Korkuyorum. Sonu gördüğüm için, sustuğum için, daha önce koşmam gereken yerlere yürüdüğüm için, durmam gerekirken devam ettiğim için... Sorularımı aktaramadığım için çok korkuyorum.

Yalnızlık tek başına olmayı seçen insan için ne güzeldir. Ne büyük nimettir. Oysa gel de onlarca insan içinde  yapayalnız olana anlat bunu! Diğerlerini dinlemek, Şakalarına gülmek, hüzünlerine omuz olmak veya ağlamak.... Anlatamamak, hoş aslında galiba dinlemiyoruz dinliyormuş gibi yapıyoruz o kadar. "mış gibi yaşamlar" bizimkisi... eğlen, mutlu ol, güzel konuş, iyi dinleyici ol, arkadaş, eş, dost, sevgili, kardeş, anne-baba, evlat ol... Ama illede ol. Nasıl olduğu mühim değil. Zaten mühim olan sen değilsin ki! Mühim olan Ayşe Hanım ile Ahmet Bey! Gerisini boşver kendini boşver!

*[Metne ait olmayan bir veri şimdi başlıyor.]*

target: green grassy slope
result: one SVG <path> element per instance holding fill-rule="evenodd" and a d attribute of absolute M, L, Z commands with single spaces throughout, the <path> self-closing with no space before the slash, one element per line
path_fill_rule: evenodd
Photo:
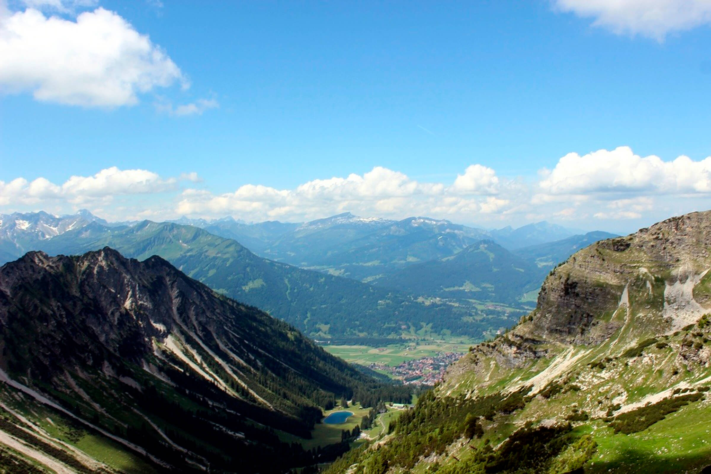
<path fill-rule="evenodd" d="M 44 241 L 41 247 L 52 254 L 80 254 L 107 245 L 132 258 L 159 255 L 189 276 L 316 338 L 398 336 L 402 326 L 417 330 L 427 324 L 436 333 L 448 329 L 481 337 L 502 325 L 500 320 L 463 321 L 471 311 L 262 259 L 234 240 L 191 226 L 92 224 Z"/>
<path fill-rule="evenodd" d="M 711 212 L 579 252 L 530 315 L 474 347 L 398 420 L 391 442 L 331 472 L 701 472 L 710 269 Z"/>

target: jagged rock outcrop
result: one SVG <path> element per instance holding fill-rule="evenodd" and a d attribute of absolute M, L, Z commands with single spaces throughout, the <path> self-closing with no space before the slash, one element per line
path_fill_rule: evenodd
<path fill-rule="evenodd" d="M 158 468 L 187 470 L 310 463 L 273 430 L 309 437 L 319 406 L 380 387 L 163 259 L 108 247 L 33 252 L 0 268 L 0 369 L 26 396 L 0 389 L 0 402 L 25 399 L 26 409 L 31 400 Z"/>

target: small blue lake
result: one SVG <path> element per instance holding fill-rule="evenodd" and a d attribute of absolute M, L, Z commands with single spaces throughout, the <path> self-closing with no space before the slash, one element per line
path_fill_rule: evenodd
<path fill-rule="evenodd" d="M 353 411 L 346 411 L 345 410 L 341 410 L 341 411 L 333 411 L 332 414 L 324 419 L 324 423 L 329 425 L 339 425 L 341 423 L 346 423 L 346 420 L 348 419 L 348 416 L 353 414 Z"/>

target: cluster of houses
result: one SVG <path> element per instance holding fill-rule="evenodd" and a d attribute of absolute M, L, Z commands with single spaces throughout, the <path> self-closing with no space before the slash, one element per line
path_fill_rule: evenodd
<path fill-rule="evenodd" d="M 373 363 L 370 367 L 389 372 L 406 383 L 434 385 L 442 379 L 447 367 L 459 360 L 462 355 L 458 352 L 437 352 L 433 356 L 406 360 L 395 367 Z"/>

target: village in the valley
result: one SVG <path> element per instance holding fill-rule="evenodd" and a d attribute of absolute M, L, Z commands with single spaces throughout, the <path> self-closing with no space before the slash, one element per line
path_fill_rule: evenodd
<path fill-rule="evenodd" d="M 437 352 L 421 359 L 406 360 L 394 367 L 383 363 L 373 363 L 369 367 L 374 370 L 386 372 L 405 383 L 434 385 L 442 379 L 447 367 L 462 355 L 459 352 Z"/>

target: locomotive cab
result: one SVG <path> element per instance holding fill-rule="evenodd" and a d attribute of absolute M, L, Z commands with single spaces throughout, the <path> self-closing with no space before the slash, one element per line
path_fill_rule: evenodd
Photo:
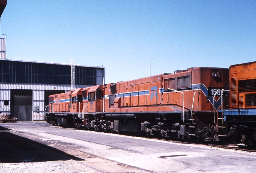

Ağla, hüzünlen, geber, acı çek... Ama kimseler görmesin. Hiç kimseye hissettirme, Yemek yeme mesala insanlara iki kilo fazlam var de savuştur başından kimse içini deşmez. Ama sen ev al, araba al, eşya al, pahalı mücevherler ol asıl sorun onlar herkes didiklesin, sende anlat, anlattıkça egon tavan yapsın gerindikçe gerin!!! Herşeyin "mış gibi" nasıl olsa sende sahtesin yaşamında, hava attıklarında, ezildiklerinde!!! İşte olay burada patlayıveriyor zaten. Madem diyorsun yalanın figüranlarıyız, tahtadan bacaklarımız toprağın dibini boylayacak iki dakika kusayım herşeyi.... Ama olmuyor işte, kusmuğun hep içinde birikiyor, seni toprağa götürene kadar....


2 Temmuz 2012 Pazartesi

Kendimden Çaldım

İçimde pis, eğreti, ağrıdan geberten bir zehir var... Öyle ki, mideme kocaman bir kaya koymuşlar.Bu kaya zehirli bir gök taşı mesela yahut başka bir şey ama denek var ortada o denek ise benim karnımın içi. haberim yok nasıl koydular, nerede, neyle koydular bu koca zehirli taşı... O kadar sancı veriyor o kadar kocaman bir yuvarlak oluşturuyor ki içimde kaburgalarım kırılıyor sanki basınçtan.

Şu zehiri kusmak için neler vermezdim. biliyorum rengini falan... Böyle yeşil, çok koyu bir sıvı!!! soğuktan buharlaşmış bir cam olsun istiyorum en az üç metre karelik bir cam. Kış olsun donarken o camın karşısına geçip ağzım kapalı, bedenim titremekten gebermek üzereyken bir anda cama bir güzel kusuvereyim. o sözümona temiz temiz cam bir anda benim zehirimle "kirleniversin"

Çok mu büyük bir istek bu yaşam için yaşamda ve yaşamın kendinden çaldıkları karşısında?

Bir kusabilsem her şey daha güzel olacak sanki, daha az acı çekeceğim, daha az duyarlı olacağım, daha dinleyip daha çok konuşacağım,... Bir kusabilsem daha az üzüleceğim, mutsuzluğuklarım, kıvrım kıvratan sancılarım bitecek, nefes almayı öğreneceğim. Adım gibi biliyorum mide kanserinden öleceğim. Bu sebeple tüm pisliğimi "nur-u pak - temizlere" bulaştırmadan gitmek istemiyorum. madem yaşam bir ölüm borçluyum kısaca madem gebermek için geldim geberirken acı çekmek istemiyorum...

Aynı şu o an karesinde olduğu gibi bir yaşamda yapacak kaç işin olur?